Shaking his head at the notion of our “golden years,” Merle said:
“Friends, we’ve been lied to.”
That said, we’re fortunate to have great facilities to handle our various and sundry maladies. The same clinic in Laramie that saved the NFL career of Josh Allen has handled all my orthopedic woes. They are wonderful. We have an excellent hospital in Cheyenne full of savvy professionals, and plenty of specialists down on the Front Range for the exotic stuff. It’s not like the old days, when my grandparents had to come to Chicago from rural Indiana to see their doctors.
I’m reading Robert F. Kennedy Jr.’s book “The Real Anthony Fauci,” and it’s an indictment of our public health agencies and the pharmaceutical industry. But then I think of the amazing research that has gone into treating multiple myeloma (the disease that killed my father) and now has far extended the lives of those who have it (think Tom Brokaw), and I see another side. This thinking two things at once business can get complicated. Walk, chew gum. Walk, chew gum.
So, back to what came along just in time. I was 67 when my first grand daughter was born, and 69 when her little sister arrived. Suddenly, things like highchairs, stuffed toys, and a wayward pacifier found under a bed, started showing up at our house. Baby gates went up, cabinets secured, and an old spring-action “Wonderhorse” (fittingly named “Cheyenne”) went from the garage to the man cave.
The younger one let’s her sister do most of the talking, but last month at an ice cream shop in Gillette she took a taste from her mom’s dish and proclaimed, “MINE!” (Now there’s a concept that will serve her well in life.) The next morning she spotted a big, ugly fly on the wall and said, “FLY!” Life is full of little firsts for her, and I was thrilled the first time she butchered the word “grandpa.”
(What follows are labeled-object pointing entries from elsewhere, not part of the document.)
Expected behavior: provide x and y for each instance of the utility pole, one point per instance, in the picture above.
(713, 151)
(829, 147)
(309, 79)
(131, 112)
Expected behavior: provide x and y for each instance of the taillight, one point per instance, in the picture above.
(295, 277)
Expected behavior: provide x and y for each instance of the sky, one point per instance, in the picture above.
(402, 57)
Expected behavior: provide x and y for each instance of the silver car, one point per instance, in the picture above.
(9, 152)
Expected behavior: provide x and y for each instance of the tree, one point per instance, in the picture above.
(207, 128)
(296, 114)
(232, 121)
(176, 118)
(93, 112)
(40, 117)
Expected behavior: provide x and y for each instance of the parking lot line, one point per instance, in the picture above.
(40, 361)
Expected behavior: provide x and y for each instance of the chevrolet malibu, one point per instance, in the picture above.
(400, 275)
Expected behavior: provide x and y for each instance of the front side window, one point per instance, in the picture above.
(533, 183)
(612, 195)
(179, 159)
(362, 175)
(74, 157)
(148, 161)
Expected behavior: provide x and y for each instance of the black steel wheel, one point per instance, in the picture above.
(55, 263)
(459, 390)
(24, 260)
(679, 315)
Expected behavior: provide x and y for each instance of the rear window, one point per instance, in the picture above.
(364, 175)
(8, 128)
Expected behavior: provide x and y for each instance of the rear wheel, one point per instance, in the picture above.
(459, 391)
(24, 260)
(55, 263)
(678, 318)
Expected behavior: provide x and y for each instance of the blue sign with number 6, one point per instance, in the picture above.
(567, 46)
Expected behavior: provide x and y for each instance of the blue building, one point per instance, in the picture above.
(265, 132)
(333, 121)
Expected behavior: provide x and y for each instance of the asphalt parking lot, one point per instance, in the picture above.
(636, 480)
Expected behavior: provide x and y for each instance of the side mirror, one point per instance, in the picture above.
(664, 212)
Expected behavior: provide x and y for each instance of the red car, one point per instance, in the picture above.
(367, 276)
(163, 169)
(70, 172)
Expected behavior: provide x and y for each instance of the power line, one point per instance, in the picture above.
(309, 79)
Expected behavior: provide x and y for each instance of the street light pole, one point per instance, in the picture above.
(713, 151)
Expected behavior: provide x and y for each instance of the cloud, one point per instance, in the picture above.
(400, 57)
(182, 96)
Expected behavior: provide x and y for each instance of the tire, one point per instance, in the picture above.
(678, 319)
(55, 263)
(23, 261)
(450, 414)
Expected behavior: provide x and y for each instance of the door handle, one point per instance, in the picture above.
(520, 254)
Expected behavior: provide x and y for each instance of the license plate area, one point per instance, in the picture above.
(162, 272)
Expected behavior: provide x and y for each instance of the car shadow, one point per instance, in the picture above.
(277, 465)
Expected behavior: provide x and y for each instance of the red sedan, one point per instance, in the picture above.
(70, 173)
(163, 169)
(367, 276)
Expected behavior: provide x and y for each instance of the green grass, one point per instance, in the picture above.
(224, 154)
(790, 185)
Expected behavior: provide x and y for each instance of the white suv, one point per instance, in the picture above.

Her sister looks in awe at a cousin who is a gifted barrel racer, and for a guy who grew up watching “Spin and Marty” on the “Micky Mouse Club” every afternoon in Chicago, a grand daughter who is into rodeo is more than I could ask.
And she can yodel.
So, right when a guy could be forgiven for becoming a curmudgeonly collection of aches, pains and leg cramps, along come these two little breaths of fresh air. And you have to figure this is all about so much more than just us, like gazing at the Milky Way above your August campfire.
My older brother once said having kids (sometimes) was like “paying a nickel, and getting a quarter back.”
I heartily agree.
For grandpas, make that payoff 50 cents.